Below are some other metrics.
Model | N | Recall | F1 |
---|---|---|---|
Raw_BERT | 1 | 0.0275 | 0.0522 |
Prompt_Uni | 1 | 0.0587 | 0.1051 |
Prompt_Bi | 1 | 0.0662 | 0.117 |
Raw_BERT | 2 | 0.0484 | 0.0883 |
Prompt_Uni | 2 | 0.1661 | 0.2494 |
Prompt_Bi | 2 | 0.2101 | 0.2958 |
Raw_BERT | 3 | 0.0612 | 0.1091 |
Prompt_Uni | 3 | 0.2179 | 0.3035 |
Prompt_Bi | 3 | 0.2643 | 0.3458 |
Raw_BERT | 5 | 0.0774 | 0.134 |
Prompt_Uni | 5 | 0.2755 | 0.3552 |
Prompt_Bi | 5 | 0.3214 | 0.3913 |
Raw_BERT | 10 | 0.1024 | 0.17 |
Prompt_Uni | 10 | 0.3367 | 0.4024 |
Prompt_Bi | 10 | 0.3745 | 0.4283 |
Finally, let's see how those two kinds perform on the TOEFL® dataset.

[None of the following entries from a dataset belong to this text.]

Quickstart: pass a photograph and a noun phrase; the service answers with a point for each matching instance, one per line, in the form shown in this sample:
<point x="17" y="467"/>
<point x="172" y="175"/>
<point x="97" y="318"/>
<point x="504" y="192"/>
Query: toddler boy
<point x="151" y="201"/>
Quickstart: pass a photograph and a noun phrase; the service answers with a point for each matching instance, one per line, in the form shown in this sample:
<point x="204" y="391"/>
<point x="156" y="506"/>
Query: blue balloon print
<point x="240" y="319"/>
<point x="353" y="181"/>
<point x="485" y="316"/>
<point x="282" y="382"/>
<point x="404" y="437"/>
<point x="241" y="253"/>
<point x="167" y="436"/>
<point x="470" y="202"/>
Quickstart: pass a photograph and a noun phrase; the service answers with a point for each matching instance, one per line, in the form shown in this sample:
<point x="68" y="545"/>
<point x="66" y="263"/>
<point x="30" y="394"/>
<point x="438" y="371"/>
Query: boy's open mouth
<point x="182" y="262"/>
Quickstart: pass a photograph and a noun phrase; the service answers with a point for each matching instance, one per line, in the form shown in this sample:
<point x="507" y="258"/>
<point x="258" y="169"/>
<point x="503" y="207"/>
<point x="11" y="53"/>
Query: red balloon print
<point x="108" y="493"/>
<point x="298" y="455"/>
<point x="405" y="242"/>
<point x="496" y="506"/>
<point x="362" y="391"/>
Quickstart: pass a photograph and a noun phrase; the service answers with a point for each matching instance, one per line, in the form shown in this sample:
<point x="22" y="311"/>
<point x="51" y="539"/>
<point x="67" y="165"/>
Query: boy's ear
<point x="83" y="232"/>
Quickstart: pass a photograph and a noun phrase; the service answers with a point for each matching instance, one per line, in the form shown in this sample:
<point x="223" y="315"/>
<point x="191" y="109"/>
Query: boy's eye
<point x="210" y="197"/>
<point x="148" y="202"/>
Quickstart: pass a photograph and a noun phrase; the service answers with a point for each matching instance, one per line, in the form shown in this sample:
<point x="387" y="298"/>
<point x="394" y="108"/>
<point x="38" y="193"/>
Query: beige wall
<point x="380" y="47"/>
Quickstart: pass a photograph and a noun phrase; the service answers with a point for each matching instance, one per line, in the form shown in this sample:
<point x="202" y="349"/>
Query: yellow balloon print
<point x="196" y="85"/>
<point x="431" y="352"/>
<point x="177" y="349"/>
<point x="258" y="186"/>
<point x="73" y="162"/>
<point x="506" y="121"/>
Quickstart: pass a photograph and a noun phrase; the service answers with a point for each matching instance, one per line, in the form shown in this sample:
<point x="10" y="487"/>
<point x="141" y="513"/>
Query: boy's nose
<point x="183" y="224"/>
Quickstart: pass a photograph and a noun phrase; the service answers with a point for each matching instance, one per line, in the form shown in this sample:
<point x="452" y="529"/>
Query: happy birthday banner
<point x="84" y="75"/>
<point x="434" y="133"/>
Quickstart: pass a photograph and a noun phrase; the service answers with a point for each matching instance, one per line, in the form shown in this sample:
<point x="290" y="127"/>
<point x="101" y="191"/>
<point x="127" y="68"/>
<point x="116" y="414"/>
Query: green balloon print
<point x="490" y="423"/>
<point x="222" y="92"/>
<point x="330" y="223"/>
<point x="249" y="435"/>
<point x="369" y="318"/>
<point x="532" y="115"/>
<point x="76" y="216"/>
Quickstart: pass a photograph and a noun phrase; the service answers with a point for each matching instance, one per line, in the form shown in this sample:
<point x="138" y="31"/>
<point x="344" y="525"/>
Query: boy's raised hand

We select 3 models to compare.
- Raw_BERT - un-finetuned raw BERT prompt model
- MultiOpt_KO - finetuned AutoModelForMultipleChoice model with
Keyword [SEP] Options
as input pattern - Prompt_Bi - finetuned prompt model with switching the position of A and B
These models all use the same test data, which means data where all phrases along with words that the tokenizer doesn't know are eliminated.
Table 3 and Figure 2 show how these models perform on the TOEFL® dataset.
Table 3. Metrics of 3 final models
Model | Accuracy | Precision | Recall | F1 | AP |
---|---|---|---|---|---|
Raw_BERT | 40.88% | 0.4034 | 0.4066 | 0.4041 | 0.5956 |
MultiOpt_KO | 73.18% | 0.7385 | 0.7217 | 0.7341 | 0.8894 |
Prompt_Bi | 89.69% | 0.9035 | 0.8977 | 0.9020 | 0.9683 |
🤗 transformers==4.10.1
🤗 datasets==1.12.1
nltk==3.6.3
- src/MultiOpt_CKO.py: Trainer for MultiOpt_CKO model.
- src/MultiOpt_KO.py: Trainer for MultiOpt_KO model.
- src/MultiOpt_KsOs.py: Trainer for MultiOpt_KsOs model.
- src/MultiOpt_KO_PickVal.py: Trainer for MultiOpt_KO model but with test data for final comparison (others are train data).
- src/Prompt_Uni.py: Trainer for Prompt_Uni model.
- src/Prompt_Bi.py: Trainer for Prompt_Bi model.
- src/Prompt_Bi.ipynb: Notebook for a example of training the Prompt_Bi model.